DEPARTMENT OF COMPUTER SCIENCE
DOCTORAL DISSERTATION DEFENSE


Candidate: V. Sundareswaran
Advisor: Robert Hummel

Global Methods for Image Motion Analysis

2:00 p.m., Friday, October 2, 1992
12th floor conference room
719 Broadway




Abstract

Processing motion information is an important problem in building automated vision systems. A moving sensor can obtain knowledge about the environmental layout, its own motion, and motion of objects in the scene by processing the temporal information in the imagery. We provide algorithms that can determine self-motion (or egomotion) by observing a sequence of images produced by a moving sensor in a rigid, stationary environment. The algorithms make use of optical flow information extracted from the sequence, and unlike most alternative methods, are global and robust to inaccuracies in the flow data.

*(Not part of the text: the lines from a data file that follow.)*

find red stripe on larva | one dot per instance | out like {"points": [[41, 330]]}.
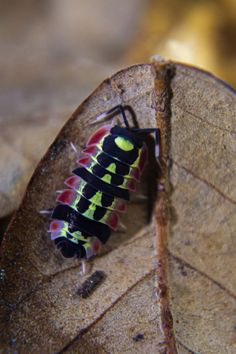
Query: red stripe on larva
{"points": [[55, 225], [132, 185], [84, 161], [90, 150], [72, 181], [135, 173], [67, 197]]}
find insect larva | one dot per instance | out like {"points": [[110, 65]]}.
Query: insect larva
{"points": [[110, 165]]}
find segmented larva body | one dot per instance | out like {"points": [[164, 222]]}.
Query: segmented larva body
{"points": [[110, 166]]}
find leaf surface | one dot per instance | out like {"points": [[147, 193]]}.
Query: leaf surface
{"points": [[41, 309]]}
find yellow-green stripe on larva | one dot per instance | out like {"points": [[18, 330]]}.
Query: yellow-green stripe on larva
{"points": [[106, 178], [123, 144], [97, 198], [112, 167]]}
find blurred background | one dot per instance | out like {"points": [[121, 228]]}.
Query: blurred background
{"points": [[55, 52]]}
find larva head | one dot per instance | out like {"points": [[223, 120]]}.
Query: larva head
{"points": [[73, 244]]}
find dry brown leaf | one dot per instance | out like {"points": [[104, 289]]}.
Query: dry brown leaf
{"points": [[41, 309]]}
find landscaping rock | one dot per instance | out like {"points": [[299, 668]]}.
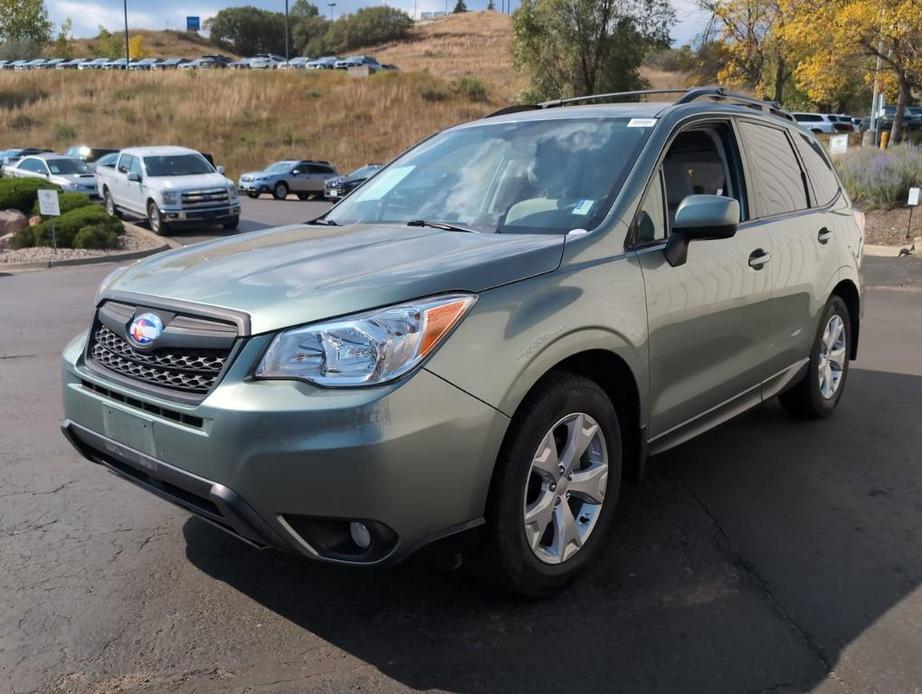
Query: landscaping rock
{"points": [[12, 221]]}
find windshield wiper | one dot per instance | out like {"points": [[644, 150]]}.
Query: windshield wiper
{"points": [[439, 225]]}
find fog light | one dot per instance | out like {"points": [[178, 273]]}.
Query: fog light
{"points": [[360, 534]]}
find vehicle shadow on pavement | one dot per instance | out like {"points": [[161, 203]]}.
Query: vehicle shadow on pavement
{"points": [[747, 560]]}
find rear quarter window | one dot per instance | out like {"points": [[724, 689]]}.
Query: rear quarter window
{"points": [[823, 179], [776, 182]]}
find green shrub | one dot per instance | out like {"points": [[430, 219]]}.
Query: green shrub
{"points": [[68, 202], [67, 226], [472, 88], [878, 179], [21, 193], [99, 238]]}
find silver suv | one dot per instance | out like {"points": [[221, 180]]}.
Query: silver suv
{"points": [[485, 339], [305, 178]]}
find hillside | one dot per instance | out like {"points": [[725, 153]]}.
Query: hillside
{"points": [[160, 44]]}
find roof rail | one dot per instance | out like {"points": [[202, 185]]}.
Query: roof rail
{"points": [[717, 94]]}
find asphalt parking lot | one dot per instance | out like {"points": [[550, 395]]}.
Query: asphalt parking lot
{"points": [[769, 555]]}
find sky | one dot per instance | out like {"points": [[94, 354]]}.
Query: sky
{"points": [[88, 15]]}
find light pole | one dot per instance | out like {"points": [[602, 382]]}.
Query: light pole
{"points": [[286, 31], [127, 47]]}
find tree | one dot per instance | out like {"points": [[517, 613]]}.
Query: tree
{"points": [[758, 55], [24, 20], [856, 34], [576, 47], [63, 44], [248, 30]]}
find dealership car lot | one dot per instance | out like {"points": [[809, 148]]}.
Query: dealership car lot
{"points": [[762, 556]]}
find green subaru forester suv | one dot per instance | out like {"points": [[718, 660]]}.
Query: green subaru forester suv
{"points": [[486, 338]]}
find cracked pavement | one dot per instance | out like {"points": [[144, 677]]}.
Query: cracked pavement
{"points": [[768, 555]]}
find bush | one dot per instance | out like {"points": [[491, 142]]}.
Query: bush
{"points": [[97, 238], [67, 226], [878, 179], [472, 88], [21, 193], [68, 202]]}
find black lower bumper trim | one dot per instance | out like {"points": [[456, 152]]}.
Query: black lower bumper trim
{"points": [[212, 501]]}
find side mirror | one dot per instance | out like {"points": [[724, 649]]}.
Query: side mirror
{"points": [[701, 217]]}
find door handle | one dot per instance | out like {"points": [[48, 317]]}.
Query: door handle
{"points": [[758, 258]]}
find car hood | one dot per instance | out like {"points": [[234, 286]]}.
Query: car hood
{"points": [[214, 180], [299, 274]]}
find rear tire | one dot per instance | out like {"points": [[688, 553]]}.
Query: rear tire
{"points": [[821, 388], [155, 220], [540, 536]]}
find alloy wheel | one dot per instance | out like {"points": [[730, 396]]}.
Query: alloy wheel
{"points": [[565, 488], [833, 355]]}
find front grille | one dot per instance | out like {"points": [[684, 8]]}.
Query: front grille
{"points": [[196, 199], [189, 371]]}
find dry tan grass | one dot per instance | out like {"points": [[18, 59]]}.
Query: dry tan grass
{"points": [[246, 120], [471, 44]]}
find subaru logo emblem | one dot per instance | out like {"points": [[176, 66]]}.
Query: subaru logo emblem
{"points": [[144, 329]]}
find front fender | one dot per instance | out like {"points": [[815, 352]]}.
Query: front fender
{"points": [[517, 333]]}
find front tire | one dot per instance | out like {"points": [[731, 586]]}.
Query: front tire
{"points": [[555, 487], [821, 388], [155, 219]]}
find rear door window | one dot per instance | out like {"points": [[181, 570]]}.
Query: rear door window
{"points": [[777, 183], [822, 178]]}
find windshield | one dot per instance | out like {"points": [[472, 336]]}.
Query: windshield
{"points": [[364, 172], [67, 166], [178, 165], [280, 167], [548, 176]]}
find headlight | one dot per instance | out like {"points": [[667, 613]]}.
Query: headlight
{"points": [[110, 278], [365, 350]]}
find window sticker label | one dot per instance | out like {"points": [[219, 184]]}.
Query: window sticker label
{"points": [[583, 207], [382, 183]]}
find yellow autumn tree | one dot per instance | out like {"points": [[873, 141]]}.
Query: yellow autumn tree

Two algorithms are presented. Both algorithms assume that the first stage of visual motion analysis, the computation of an image vector flow field that describes the instantaneous motion of individual points, has been solved.

The first algorithm, the flow circulation algorithm, determines the rotational parameters using the curl of the flow field, which under many conditions is approximately a linear function. The coefficients of the linear function, which may be determined by simple regression, are the desired rotational parameters. Circulation values, defined to be contour integrals of the vector field on the image plane, may be used in place of curl values, resulting in robustness. The second algorithm determines the translational parameters of the motion. The inner product of the image vector flow field and a certain circular vector field gives rise to a scalar function that is of a particular quadratic polynomial form when the center of the circlular field is chosen appropriately. This correct choice of the center is related to the translational parameters and can be found by projecting the inner product function onto suitable subspaces determined by the quadratic polynomial form. Three different methods, of increasing complexity and accuracy, are developed. A fourth, fast but approximate method is also presented.

The algorithms are described, analyzed and experimental results are shown. The thesis contains mathematical observations that provide insight into the problem of motion analysis, and experimental observations that demonstrate the applicability of the algorithms.